• 13/10/2020
  • Marie-France Mobio

La traversée de Rome

Journal intime (Nanni Moretti, 1993)

Journal intime est un film italiano-français écrit, réalisé, produit et interprété par Nanni Moretti, sorti en 1993. Le genre du film est un essai cinématographique qui se définit comme étant une expérience dont le but est de prendre la mesure de sa propre pensée.

Alors à travers une vue panoramique horizontal des nuages et le ciel, Nanni Moretti joue son propre rôle dans une sorte de dialogue avec son journal intime. Il raconte une histoire en faisant la découverte de la ville de Vespa à travers les quartiers de Rome. Il faire découvrir les secteurs fortement individualisés de la ville de Casalpalocco sur une motocyclette tout au long de sa circulation. Elle est en revanche un faubourg résidentiel à mi-chemin entre la ville et le littoral d’Ostie. Dans ce quartier aisé, aux nombreux espaces verts, chaque maison individuelle est protégée par des haies et des murs. Pour moi c’est un endroit paisible mais, selon la vision de l’acteur principal, sans âme. De son passage à Casapaloco, l’acteur me plonge dans un univers comique par le ton et la manière de décrire le secteur.

Le silence du peuple Comme dans le reste du film, ce parcours-là est donc silencieux, au sens où l’on n’entend aucun bruit provoqué par la Vespa ou par les éléments présents sur les routes où elle circule. Or, ce silence, est aussi celui de la vie collective dans une ville qui apparaît comme quasi déserte durant l’été. La plupart des voitures étant garées, l’impression domine tout du long que la Vespa de Moretti est le seul véhicule en fonctionnement, le seul objet mouvant dans un monde immobile, figé. Ainsi, alors qu’il est beaucoup question de quartiers populaires dans « En Vespa », le peuple qui est censé les habiter est curieusement absent à l’image. Dans cette visite privée de Rome, les habitants semblent donc curieusement manquer à l’appel.

La plus grande joie de l’acteur, est de danser dans un bal populaire. À l’exception d’une scène de bal au cours de laquelle Moretti se tient résolument à l’écart des danseurs, je n’aperçois dans le film, des rues et des habitations. Certainement des musiques de fosses préexistantes comme Batonga et The Köln Concert et la voix off du cinéaste. Cela concerne deux éléments principaux : d’une part la voix de Moretti égrenant les passages de son journal intime romain et d’autre part les musiques préexistantes qui accompagnent ses voyages incessants en Vespa. « Même dans une société plus décente que celle-ci, je serai toujours avec peu de gens », déclame-t-il au conducteur étonné d’une Mercedes 500 SL lors de leur arrêt commun à un feu rouge.

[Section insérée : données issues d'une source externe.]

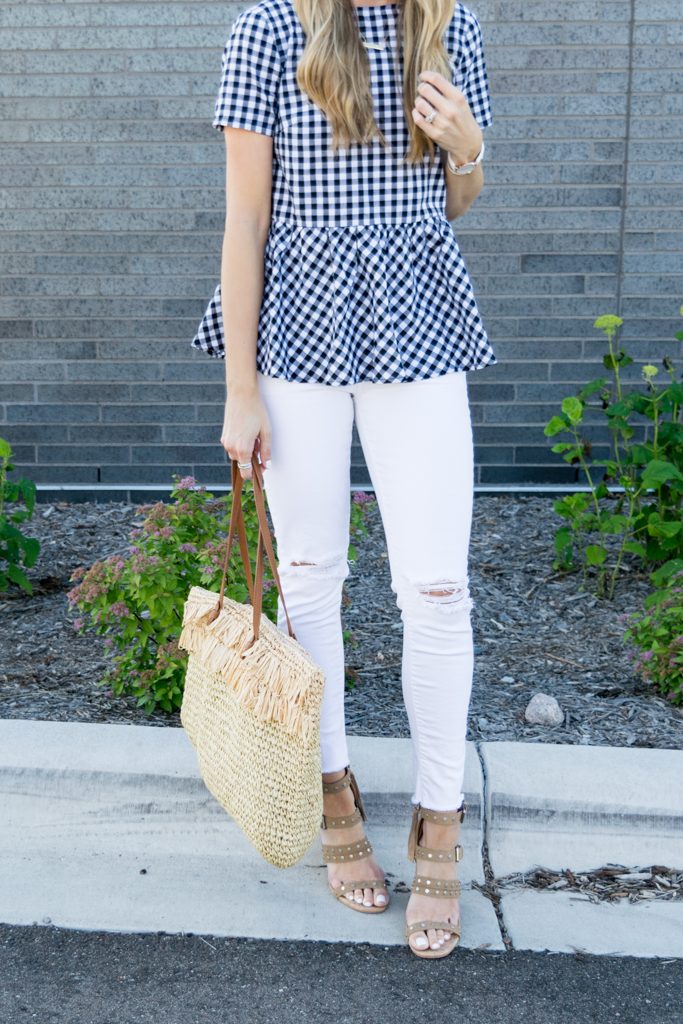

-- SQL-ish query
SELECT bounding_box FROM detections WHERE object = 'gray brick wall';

[0,0,683,494]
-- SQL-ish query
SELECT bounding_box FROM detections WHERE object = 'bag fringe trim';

[178,587,325,742]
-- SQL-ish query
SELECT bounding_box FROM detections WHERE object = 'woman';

[193,0,496,957]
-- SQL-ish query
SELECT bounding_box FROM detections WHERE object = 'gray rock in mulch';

[0,495,683,749]
[524,693,564,725]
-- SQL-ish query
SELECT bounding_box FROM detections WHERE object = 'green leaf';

[555,526,571,554]
[543,416,567,437]
[586,544,607,565]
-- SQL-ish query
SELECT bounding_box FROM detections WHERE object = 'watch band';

[446,139,485,174]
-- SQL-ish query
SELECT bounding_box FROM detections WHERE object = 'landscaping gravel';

[0,495,683,749]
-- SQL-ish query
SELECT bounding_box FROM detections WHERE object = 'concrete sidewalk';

[0,719,683,956]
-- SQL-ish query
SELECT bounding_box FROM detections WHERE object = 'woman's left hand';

[413,71,483,167]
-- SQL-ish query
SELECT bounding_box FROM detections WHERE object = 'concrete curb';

[0,719,683,955]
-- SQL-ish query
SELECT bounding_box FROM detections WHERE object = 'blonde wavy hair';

[292,0,455,163]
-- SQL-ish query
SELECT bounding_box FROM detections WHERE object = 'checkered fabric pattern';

[191,0,496,385]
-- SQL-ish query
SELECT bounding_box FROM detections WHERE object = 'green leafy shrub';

[624,566,683,705]
[0,437,40,594]
[545,308,683,598]
[67,474,376,715]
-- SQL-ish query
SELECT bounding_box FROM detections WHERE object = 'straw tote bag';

[178,454,325,867]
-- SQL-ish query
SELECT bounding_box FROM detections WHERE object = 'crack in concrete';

[472,739,514,950]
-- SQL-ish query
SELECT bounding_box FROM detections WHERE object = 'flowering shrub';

[544,307,683,598]
[624,569,683,705]
[67,474,372,715]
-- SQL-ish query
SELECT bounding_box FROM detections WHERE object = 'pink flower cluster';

[110,601,130,618]
[175,476,197,490]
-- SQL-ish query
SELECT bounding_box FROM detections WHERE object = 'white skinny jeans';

[258,364,474,811]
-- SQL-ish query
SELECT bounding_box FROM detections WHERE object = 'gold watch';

[446,139,485,174]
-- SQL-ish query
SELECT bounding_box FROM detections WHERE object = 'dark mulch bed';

[0,495,683,749]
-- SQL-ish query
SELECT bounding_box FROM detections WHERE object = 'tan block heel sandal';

[321,765,390,913]
[405,801,465,959]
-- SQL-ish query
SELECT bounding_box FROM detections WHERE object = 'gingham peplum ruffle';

[194,216,493,384]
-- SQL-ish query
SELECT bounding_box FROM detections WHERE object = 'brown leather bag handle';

[207,453,296,647]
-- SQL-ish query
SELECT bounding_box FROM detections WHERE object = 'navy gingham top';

[191,0,496,384]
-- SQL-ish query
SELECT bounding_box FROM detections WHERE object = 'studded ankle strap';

[408,801,466,861]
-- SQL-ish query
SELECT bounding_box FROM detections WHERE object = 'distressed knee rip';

[417,580,472,614]
[287,558,349,580]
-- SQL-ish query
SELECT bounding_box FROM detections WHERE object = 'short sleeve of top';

[212,7,281,135]
[455,5,494,128]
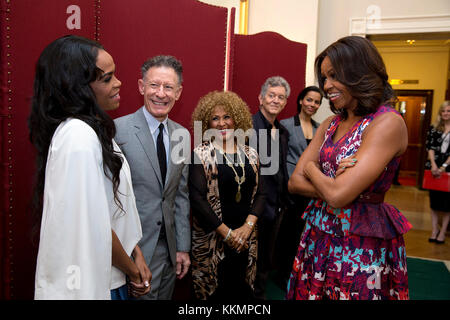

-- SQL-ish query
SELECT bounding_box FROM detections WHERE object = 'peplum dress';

[286,106,411,300]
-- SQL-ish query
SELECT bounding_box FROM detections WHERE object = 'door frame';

[394,89,434,189]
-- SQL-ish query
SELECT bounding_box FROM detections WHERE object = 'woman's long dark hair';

[28,35,122,222]
[315,36,396,117]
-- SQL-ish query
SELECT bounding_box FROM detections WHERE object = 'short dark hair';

[297,86,323,113]
[141,55,183,85]
[315,36,396,117]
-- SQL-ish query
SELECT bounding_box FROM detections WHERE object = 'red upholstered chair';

[230,32,306,119]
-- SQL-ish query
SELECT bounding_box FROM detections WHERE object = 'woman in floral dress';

[287,36,411,300]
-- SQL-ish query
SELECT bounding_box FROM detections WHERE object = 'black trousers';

[274,195,310,282]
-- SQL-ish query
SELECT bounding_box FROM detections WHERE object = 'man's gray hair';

[260,76,291,98]
[141,55,183,85]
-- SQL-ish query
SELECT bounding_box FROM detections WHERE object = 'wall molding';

[349,14,450,37]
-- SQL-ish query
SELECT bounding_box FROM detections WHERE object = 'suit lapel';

[134,108,163,186]
[166,119,176,190]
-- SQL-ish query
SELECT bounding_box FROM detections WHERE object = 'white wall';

[248,0,319,90]
[315,0,450,121]
[200,0,319,96]
[201,0,450,121]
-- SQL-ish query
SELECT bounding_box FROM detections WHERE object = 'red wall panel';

[230,32,306,119]
[0,0,95,299]
[98,0,227,128]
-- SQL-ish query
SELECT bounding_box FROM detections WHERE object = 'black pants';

[274,195,310,283]
[255,211,283,299]
[208,245,254,302]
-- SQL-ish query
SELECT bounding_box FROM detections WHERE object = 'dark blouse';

[189,152,265,232]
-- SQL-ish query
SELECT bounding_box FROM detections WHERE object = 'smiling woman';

[287,36,411,300]
[29,36,151,299]
[91,50,122,110]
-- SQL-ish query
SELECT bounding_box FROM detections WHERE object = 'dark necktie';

[156,123,167,185]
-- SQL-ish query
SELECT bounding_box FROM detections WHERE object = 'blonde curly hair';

[192,91,253,136]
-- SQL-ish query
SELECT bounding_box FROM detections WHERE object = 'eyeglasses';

[267,93,286,101]
[148,82,178,94]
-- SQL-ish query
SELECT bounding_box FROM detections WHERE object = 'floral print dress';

[286,106,411,300]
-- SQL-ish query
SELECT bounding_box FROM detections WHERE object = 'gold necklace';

[215,146,245,203]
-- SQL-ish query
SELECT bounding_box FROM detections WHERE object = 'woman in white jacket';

[28,36,151,299]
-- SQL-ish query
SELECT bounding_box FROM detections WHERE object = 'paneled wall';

[0,0,306,299]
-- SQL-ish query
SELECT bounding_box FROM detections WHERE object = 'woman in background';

[29,36,151,300]
[189,91,265,301]
[425,101,450,244]
[276,86,323,290]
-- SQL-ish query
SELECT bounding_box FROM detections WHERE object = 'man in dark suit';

[253,76,290,299]
[115,56,191,300]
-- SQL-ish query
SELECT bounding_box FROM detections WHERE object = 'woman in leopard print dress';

Mais ce dialogue se révèle rapidement un dialogue de sourds : ce n’est pas parce qu’il engage ponctuellement la conversation avec quelqu’un que Moretti cesse de monologuer, de divaguer poétiquement, comme il le fait.

Pour terminer, l’introduction de ses discours sur certaines images de sa balade provoque aussi l’impression que son contenu pourrait correspondre à l’homme Moretti lui-même, décrire une facette de sa propre vie comme si l’éventualité d’une crise morale couvait toujours, sous la sensation joyeuse et simple du déplacement dans la ville.